I use the word accumulated because all the ones Alexander wears, and today’s generals wear, were bestowed by fellow officers in recognition of being here and there, having done this and that, but seldom having to do with valor or combat. In fact, the Military Times runs a regular column called “Hall of Stolen Valor” documenting all those who fudge having real medals. The proliferation of medals cheapens the ones that ordinary soldiers earn.
The Los Angeles Times in its 2008 article “Petraeus’ ‘ribbon creep’ ” put it this way, “Brazen preening and ribbon creep among the military’s upper crust have trumped the time honored military virtues of humility, duty and personal service. U.S. Grant accepted Robert E. Lee’s sword in disheveled Union blue and boots, and Gens. Eisenhower and Marshall wore single rows of ribbons.”

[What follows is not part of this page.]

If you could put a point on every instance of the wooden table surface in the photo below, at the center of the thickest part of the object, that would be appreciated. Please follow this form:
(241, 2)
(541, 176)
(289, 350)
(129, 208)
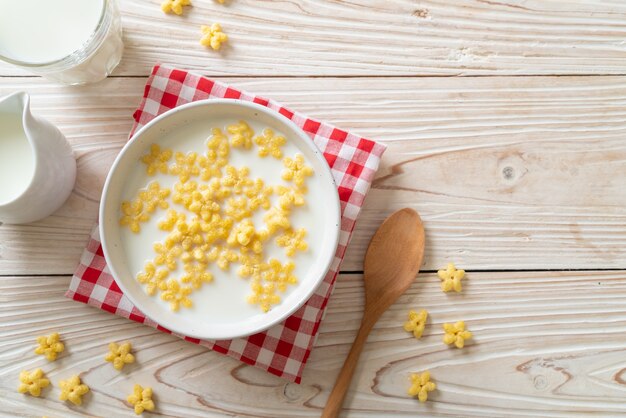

Marshall’s museum is at Virginia Military Institute in Lexington, as are hundreds of graves of officers who died in the Civil War leading troops.
So when I see a general or other high-ranking military man wearing his medals in a civilian setting, it depreciates the value and valor of the individual grunts who earned medals fighting and dying in a war. Retired Army Col. David Hackworth was the most scathing critic of “medal fatigue.” In a 2004 article posted to nbcnews.com, Hackworth said, “In World War II, when I saw a Distinguished Flying Cross that meant a guy had made 25 or 30 missions over dangerous places like Hamburg or Berlin. Now they give medals out to guys that fly bombers invisible to radar whose bombs missed Saddam Hussein and killed 16 civilians in a restaurant. It’s an outrage.”
Medals are given out now as a means to promote wars. According to Hackworth, “In Vietnam, a dog was awarded a bronze star, and in Grenada more medals were handed out than there were soldiers fighting. In Operation Desert Storm, infantry battalions that never saw action were awarded the coveted CAB [close action badge].”
Petraeus was pretty shameless in acquiring the Bronze Star, which surprised the editor of Military.com upon learning that Petraeus was never anywhere near the fighting. This was first documented by Pulitzer Prize-winning writer Rick Atkinson in his book “In the Company of Soldiers.”
The Daily Kos, which tracks the military, also wondered in 2007 how Petraeus, who never discharged his weapons against enemy forces, never rescued anyone physically in battle, could have won a Bronze Star with a “V” for valor. The Bronze Star is usually given to the soldiers who are fighting in the heat of battle, not to officers who don’t see any action. It’s a medal that Gen. Dwight Eisenhower didn’t receive in leading Allied troops during World War II.
Or compare this to the officers who died in the battle of Gettysburg during the Civil War, where, the author of the best seller “Gettysburg” writes, “officers charged forward with swords outthrust from the shoulder.” Of Robert E. Lee’s 52 generals fighting at Gettysburg, a third of them were casualties.
The Los Angeles Times in its article on Petraeus concluded: “Memo to Petraeus: When you’re making the case for more patriotic gore go easy on the glitter.”